Infusions of ciclosporin.

Drugs List

  • ciclosporin 250mg/5ml concentrate for solution for infusion
  • ciclosporin 50mg/1ml concentrate for solution for infusion
  • SANDIMMUN 250mg/5ml concentrate for solution for infusion
  • SANDIMMUN 50mg/1ml concentrate for solution for infusion
  • Therapeutic Indications

    Uses

    Prevention of rejection following bone marrow and stem cell transplantation
    Prevention of rejection following solid organ transplant
    Prophylaxis of graft-versus-host disease (GVHD)
    Treatment of graft-versus-host disease (GVHD)
    Treatment of transplant rejection after use of other immunosuppressants

    Prevention of transplant rejection following solid organ transplants.
    Treatment of organ transplant rejection in patients who previously received other immunosuppressive agents.
    Prevention of transplant rejection following allogeneic bone marrow and stem cell transplantation.
    Prophylaxis of graft-versus-host disease (GVHD) following allogeneic bone marrow transplant.
    Treatment of established graft-versus-host disease (GVHD) following allogeneic bone marrow transplant.

    Unlicensed Uses

    Ulcerative colitis

    Ulcerative colitis

    Dosage

    Whilst the doses stated below are those recommended by the manufacturer, local protocols for the relevant indication should be consulted.

    Adults

    Solid organ transplantation
    Oral treatment is preferred, but where necessary ciclosporin may be administered as a intravenous infusion at one third of the recommended oral dose.

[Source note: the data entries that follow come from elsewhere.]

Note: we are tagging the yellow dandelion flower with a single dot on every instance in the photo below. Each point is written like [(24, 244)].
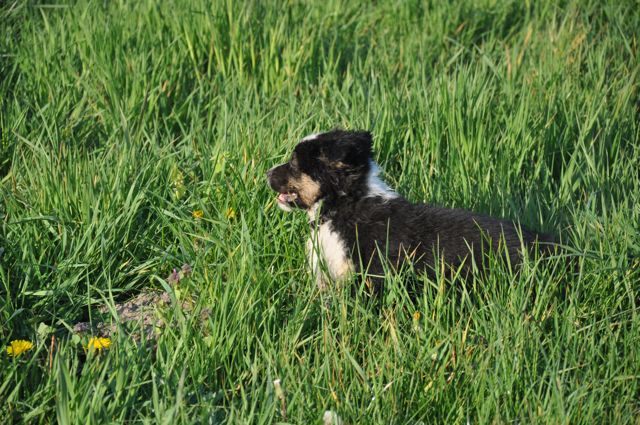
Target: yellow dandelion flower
[(18, 347), (98, 344)]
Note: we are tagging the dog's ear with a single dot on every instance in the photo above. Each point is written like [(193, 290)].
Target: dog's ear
[(351, 149)]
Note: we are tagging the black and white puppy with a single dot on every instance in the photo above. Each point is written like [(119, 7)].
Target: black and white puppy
[(358, 222)]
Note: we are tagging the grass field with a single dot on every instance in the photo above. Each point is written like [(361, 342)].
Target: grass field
[(120, 119)]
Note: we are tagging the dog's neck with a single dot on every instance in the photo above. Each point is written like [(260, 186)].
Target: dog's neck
[(371, 186)]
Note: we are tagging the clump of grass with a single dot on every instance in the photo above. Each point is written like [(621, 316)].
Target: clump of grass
[(120, 120)]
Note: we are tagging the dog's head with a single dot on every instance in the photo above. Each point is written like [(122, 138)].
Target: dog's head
[(323, 166)]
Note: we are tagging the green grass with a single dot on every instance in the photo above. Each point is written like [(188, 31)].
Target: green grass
[(120, 118)]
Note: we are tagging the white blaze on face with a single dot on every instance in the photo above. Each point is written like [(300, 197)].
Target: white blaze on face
[(376, 187), (310, 137)]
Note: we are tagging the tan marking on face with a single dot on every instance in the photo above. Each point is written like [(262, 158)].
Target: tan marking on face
[(308, 189)]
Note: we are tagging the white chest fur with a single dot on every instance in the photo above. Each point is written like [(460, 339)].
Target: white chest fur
[(328, 256)]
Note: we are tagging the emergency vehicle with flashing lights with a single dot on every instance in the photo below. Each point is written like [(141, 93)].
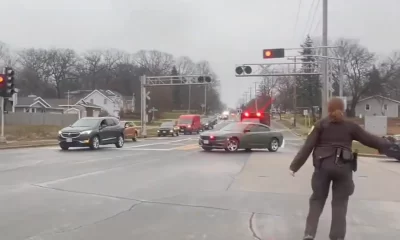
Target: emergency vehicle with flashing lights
[(259, 117)]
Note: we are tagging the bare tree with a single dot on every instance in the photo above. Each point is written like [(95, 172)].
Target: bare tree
[(61, 63), (155, 62), (90, 67), (185, 66), (358, 64)]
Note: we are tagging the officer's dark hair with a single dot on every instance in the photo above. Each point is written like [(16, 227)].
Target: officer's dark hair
[(336, 110)]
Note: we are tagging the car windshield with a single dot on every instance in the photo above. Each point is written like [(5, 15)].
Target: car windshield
[(233, 127), (220, 125), (185, 121), (86, 122), (167, 124)]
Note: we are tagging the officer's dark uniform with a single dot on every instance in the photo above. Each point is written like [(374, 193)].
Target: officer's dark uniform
[(326, 139)]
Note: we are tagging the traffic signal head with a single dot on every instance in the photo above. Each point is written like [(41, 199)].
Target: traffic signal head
[(202, 79), (274, 53), (10, 88), (245, 69)]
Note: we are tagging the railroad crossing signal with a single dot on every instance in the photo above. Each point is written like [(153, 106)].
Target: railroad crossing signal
[(202, 79), (274, 53), (243, 69)]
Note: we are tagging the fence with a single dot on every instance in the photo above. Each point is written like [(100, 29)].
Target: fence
[(51, 119)]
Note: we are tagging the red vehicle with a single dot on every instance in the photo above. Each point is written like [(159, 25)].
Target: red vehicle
[(188, 124), (259, 117)]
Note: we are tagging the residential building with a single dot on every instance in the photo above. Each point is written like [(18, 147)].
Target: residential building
[(36, 104), (110, 101), (378, 106)]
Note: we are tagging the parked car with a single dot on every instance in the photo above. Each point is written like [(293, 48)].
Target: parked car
[(130, 131), (92, 132), (168, 129), (189, 124), (242, 135)]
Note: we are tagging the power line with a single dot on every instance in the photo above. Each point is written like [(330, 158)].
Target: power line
[(297, 20)]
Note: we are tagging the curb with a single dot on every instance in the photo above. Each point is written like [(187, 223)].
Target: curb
[(5, 146)]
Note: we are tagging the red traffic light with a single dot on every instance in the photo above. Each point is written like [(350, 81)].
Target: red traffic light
[(274, 53)]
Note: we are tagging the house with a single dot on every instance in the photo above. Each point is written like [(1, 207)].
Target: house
[(110, 101), (35, 104), (377, 106)]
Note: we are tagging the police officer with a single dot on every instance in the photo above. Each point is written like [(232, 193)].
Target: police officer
[(331, 139)]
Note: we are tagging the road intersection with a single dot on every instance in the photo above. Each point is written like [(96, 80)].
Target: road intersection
[(168, 188)]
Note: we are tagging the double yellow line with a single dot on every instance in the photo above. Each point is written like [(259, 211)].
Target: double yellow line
[(188, 147)]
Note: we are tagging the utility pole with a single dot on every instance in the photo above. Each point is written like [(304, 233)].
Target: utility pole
[(190, 96), (205, 99), (341, 70), (255, 96), (324, 68), (294, 95)]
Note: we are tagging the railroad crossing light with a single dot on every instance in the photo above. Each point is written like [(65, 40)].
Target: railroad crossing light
[(245, 69), (202, 79), (10, 88), (274, 53)]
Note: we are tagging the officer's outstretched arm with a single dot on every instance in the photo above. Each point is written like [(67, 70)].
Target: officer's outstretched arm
[(368, 139), (306, 150)]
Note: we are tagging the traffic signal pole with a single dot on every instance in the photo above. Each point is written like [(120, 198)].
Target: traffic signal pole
[(2, 137)]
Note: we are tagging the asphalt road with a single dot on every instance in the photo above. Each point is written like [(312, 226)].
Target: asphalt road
[(169, 189)]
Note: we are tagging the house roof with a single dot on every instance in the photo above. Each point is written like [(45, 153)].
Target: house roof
[(379, 96)]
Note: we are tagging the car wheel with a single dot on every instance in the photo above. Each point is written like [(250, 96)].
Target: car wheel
[(273, 145), (64, 148), (120, 142), (207, 149), (94, 143), (233, 145)]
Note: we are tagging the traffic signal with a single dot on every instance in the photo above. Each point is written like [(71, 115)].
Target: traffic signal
[(10, 87), (243, 69), (274, 53), (202, 79)]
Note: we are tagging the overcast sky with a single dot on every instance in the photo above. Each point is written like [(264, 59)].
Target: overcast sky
[(223, 32)]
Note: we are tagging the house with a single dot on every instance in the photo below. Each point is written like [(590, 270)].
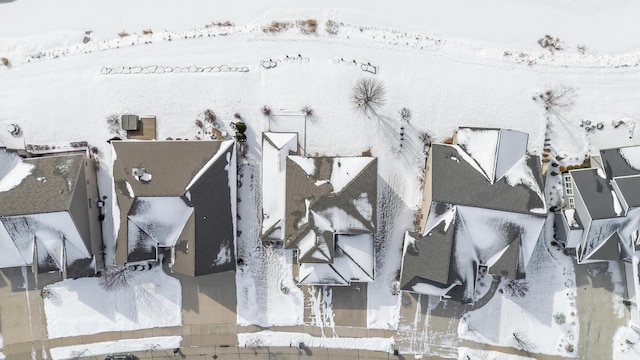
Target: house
[(323, 208), (600, 220), (49, 215), (177, 201), (484, 211)]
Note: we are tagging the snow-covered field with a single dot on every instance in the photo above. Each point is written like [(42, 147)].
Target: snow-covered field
[(288, 339), (114, 347), (477, 67), (83, 306)]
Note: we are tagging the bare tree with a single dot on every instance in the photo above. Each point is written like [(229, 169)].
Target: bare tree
[(556, 99), (113, 123), (516, 288), (551, 43), (522, 342), (368, 96), (116, 277)]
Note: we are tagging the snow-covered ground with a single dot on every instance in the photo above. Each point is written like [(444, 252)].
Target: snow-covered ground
[(83, 306), (114, 347), (474, 354), (288, 339), (543, 318), (626, 344), (484, 73)]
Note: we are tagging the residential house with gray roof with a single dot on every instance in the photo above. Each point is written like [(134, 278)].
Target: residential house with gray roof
[(49, 215), (177, 201), (600, 220), (323, 208), (484, 209)]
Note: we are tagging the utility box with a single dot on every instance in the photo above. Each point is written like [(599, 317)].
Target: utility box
[(129, 122)]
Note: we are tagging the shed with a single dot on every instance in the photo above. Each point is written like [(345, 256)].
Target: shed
[(129, 122)]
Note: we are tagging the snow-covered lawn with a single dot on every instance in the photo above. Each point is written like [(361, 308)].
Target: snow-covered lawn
[(83, 306), (626, 344), (266, 273), (542, 320), (114, 347), (289, 339), (475, 354)]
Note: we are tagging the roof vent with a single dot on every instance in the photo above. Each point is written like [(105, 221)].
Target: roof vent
[(141, 174), (137, 172)]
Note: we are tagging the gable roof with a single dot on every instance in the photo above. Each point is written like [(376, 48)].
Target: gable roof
[(596, 193), (44, 184), (189, 199), (622, 161), (495, 151), (457, 181), (329, 195), (275, 149)]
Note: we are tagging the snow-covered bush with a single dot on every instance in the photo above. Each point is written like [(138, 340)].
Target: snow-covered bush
[(550, 43), (308, 26), (116, 277), (516, 288), (405, 114), (368, 95), (556, 99), (113, 124), (307, 110), (331, 27)]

    Patients should be transferred to oral ciclosporin formulations as soon as their clinical condition allows.

    Oral dose: Initially, a single oral dose of 10mg to 15mg/kg body weight, should be given 4 to 12 hours before transplantation. As a general rule, treatment should continue at a dose of 10mg to 15mg/kg/day for 1 to 2 weeks post-operatively. Dosage should then be gradually reduced until a maintenance dose of 2mg to 6mg/kg/day is reached. Dosage should be adjusted by monitoring ciclosporin blood levels and kidney function. When ciclosporin is given with other immunosuppressants (e.g. with corticosteroids or as part of a triple or quadruple drug therapy) lower doses (e.g. 3mg to 6mg/kg/day orally initially) may be used.

    Bone-marrow transplantation, prevention and treatment of graft-versus- host disease:
    Intravenous administration is usually preferred for initiation of therapy and should be given at a dose of 3mg to 5mg/kg daily over 2 to 6 hours from day before transplantation up to 2 weeks post-operatively until oral maintenance therapy is possible. Treatment should be continued for 6 months (but at least 3 months) before dose is gradually decreased to zero by 1 year after transplantation.

    If graft-versus-host disease develops after ciclosporin therapy is discontinued. It should respond to reinstitution of therapy. Low doses should be used for mild, chronic graft-versus-host disease.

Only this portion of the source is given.